The drive to impose rules over nonbank lending is part of a broader government strategy to create new ways for consumers to borrow and create competition for Israeli banks.
The Knesset passed legislation two months ago forcing the two big banks to spin off their credit cards companies in the hopes they will turn into consumer-lending companies and regulators are hoping earlier rules for new banks will have the same effect.
However, as long as the gray market industry suffers the image of being criminal or at least illegitimate, it doesn’t stand a chance of becoming a serious competitor to conventional bank loans.
That still leaves open the question whether the draft rulers are enough to clean up the industry and frustrate what officials admit are come of Israel’s most sophisticated criminals. The Capital Market Authority said it plans to back up the rules by hiring scores of new economist to conduct supervision.

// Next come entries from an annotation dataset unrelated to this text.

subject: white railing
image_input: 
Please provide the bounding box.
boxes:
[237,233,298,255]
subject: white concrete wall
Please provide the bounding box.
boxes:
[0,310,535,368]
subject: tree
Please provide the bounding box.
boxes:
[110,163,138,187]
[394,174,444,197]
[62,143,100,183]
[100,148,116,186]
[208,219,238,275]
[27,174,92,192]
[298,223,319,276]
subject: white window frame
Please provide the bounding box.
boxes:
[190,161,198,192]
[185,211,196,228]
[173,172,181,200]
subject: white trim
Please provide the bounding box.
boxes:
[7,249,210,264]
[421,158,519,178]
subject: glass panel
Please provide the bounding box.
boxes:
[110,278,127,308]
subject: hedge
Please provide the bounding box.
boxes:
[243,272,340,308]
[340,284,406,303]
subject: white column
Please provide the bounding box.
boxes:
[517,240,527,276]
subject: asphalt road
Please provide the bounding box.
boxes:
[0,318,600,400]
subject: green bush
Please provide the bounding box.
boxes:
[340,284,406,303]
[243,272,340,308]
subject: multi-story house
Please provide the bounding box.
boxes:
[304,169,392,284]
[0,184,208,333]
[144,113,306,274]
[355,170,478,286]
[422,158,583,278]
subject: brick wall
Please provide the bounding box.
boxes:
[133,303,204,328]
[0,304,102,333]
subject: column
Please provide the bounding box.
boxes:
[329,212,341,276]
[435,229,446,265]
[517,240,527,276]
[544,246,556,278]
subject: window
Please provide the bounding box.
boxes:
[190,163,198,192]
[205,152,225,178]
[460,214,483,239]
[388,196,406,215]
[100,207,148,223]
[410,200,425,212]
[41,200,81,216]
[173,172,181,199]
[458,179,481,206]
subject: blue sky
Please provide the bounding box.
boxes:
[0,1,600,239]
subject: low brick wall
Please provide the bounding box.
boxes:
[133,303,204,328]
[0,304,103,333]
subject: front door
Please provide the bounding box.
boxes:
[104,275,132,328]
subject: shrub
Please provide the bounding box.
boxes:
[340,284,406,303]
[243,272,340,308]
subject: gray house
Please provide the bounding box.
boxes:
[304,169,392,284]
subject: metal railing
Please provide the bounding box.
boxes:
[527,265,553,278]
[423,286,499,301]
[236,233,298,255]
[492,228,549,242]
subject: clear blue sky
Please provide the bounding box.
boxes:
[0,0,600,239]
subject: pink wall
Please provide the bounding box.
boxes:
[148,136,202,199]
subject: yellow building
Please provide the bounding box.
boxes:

They will cooperate with the Israel Tax Authority and the Public Security Ministry to enhance enforcement.
Another concern is that the focus on law enforcement may come at the expense of creating a regulatory environment that encourages a competitive and consumer-friendly industry.
One way they hope to prevent that is by giving priority to applicants for non-banking license to groups that have been waiting for one, most notably Ofek, which is due to become Israel’s first credit union.
Ofek plans to compete with banks by offering loans at rates of 3.5%, compared with 6.7% on average for consumer loans at the banks. It promises to pay 1.5% on two-week time deposits, versus nil at the commercial banks.